Cevap: Para politikası hakkında da bilgi vermemiz gerekir. Bakınız öncelikle para bağımsızlık demektir. Paranız bağımsız ise siz bağımsız olursunuz aynen bir ülkenin bayrağının bağımsızlık sembolü olduğu gibidir paranın bağımsızlığı. Hiçbir ülkede olmayan bir uygulama var bizim ülkemizde. Dolar geliyor, avro geliyor rahatlıkla yerli piyasalara giriyor ve alım - satım yapabiliyor. Bir çanta yabancı parayla gelen alıcı ister gayrimenkul alır isterse bir sanayi tesisini. Hatta bu uygulama yabancı sermaye girişi adı altında teşvik bile edilmektedir. Peki, bir düşünelim bu gelen yabancı paraların bir karşılığı var mı diye. El cevap hayır yok. Amerika'nın, Avrupa'nın en büyük ihraç malı parası olmuş durumdadır. Adam kâğıda basıyor mührünü, para diye bize hem de faizli borç olarak veriyor. Sen de kalkıyorsun, ne kadar borç aldıysan buna orantılı Türk parası bastırıp piyasalarına sürüyorsun. Bizim halimiz neye benziyor biliyor musunuz, ülkemizin etrafı surlarla çevrilmiş, bizler hepimiz esiriz. Çalışıp çabalayıp yabancının kâğıdını para haline getiriyoruz. Bu bize reva mıdır Allah aşkına. Hiçbir dünya devleti yabancının parasını bu kadar basit şekilde ülkesine sokmaz. İşte bu esaretin modern şeklidir. Bundan kurtulmamız için kendi paramızı kendi emek ve üretimimiz karşılığında piyasaya sürmemiz gerekir. Bu da ancak Milli Ekonomi Modelinde mümkündür. GSMH'nin belli bir yüzdesi olarak basılan para, emek ve üretimin karşılığı olarak basılan para, sosyal devlet politikalarına uygun olarak piyasalara sürülür böylece hem piyasada çark dönmeye başlar, hem tüketim hem üretim artar, buna paralel istihdam da artar. Neticede toplum dengeye kavuşur. Bugün dünyanın aradığı da budur.

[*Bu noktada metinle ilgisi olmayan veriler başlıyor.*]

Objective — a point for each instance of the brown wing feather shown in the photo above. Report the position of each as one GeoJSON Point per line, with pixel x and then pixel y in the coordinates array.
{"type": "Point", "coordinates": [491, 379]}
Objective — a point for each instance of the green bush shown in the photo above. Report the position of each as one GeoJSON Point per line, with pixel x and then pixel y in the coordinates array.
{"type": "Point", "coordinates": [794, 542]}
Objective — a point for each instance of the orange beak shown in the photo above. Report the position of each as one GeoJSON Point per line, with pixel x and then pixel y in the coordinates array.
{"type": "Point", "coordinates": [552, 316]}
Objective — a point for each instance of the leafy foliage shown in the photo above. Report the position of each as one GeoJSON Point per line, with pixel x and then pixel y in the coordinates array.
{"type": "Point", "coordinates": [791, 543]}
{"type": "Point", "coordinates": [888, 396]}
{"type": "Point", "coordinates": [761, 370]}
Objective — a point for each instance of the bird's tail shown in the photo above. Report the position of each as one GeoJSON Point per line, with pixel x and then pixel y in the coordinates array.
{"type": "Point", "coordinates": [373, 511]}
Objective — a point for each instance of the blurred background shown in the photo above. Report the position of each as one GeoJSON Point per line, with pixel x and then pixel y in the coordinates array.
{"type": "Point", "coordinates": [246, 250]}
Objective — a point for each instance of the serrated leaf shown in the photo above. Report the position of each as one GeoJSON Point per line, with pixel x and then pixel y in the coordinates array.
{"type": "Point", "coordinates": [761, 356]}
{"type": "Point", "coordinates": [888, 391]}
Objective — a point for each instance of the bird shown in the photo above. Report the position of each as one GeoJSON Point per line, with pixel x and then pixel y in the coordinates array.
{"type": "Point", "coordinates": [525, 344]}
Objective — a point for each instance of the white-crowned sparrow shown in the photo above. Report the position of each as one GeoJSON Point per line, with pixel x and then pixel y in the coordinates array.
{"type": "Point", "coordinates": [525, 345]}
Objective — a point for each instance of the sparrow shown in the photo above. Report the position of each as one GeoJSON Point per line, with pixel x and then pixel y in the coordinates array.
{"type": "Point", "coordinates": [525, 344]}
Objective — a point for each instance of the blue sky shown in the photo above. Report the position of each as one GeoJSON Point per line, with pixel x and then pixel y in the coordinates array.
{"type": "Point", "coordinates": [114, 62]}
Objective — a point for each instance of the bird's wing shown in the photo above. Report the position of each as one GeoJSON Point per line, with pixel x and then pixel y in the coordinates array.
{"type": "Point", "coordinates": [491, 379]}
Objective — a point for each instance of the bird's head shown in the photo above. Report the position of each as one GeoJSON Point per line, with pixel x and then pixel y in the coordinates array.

Sohbet saatlerce sürmüştü. Gelen misafirler konunun ehemmiyetini idrak etmiş olacak ki, neden bu sistemi anlatmıyorsunuz demesinler mi? Ben de onlara Milli Ekonomi Modelinin BTP'nin parti programına alındığını ifade ettim ve ekledim. Kurtuluş mu istiyorsunuz? O halde BTP'yi destekleyeceğiz ve Milli Ekonomi Modelini ve bunun uygulama şekli olan Sosyal Devlet Milli Devlet anlayışını iktidar edeceğiz dedim. Misafirler büyük bir memnuniyet içinde bizden ayrıldılar.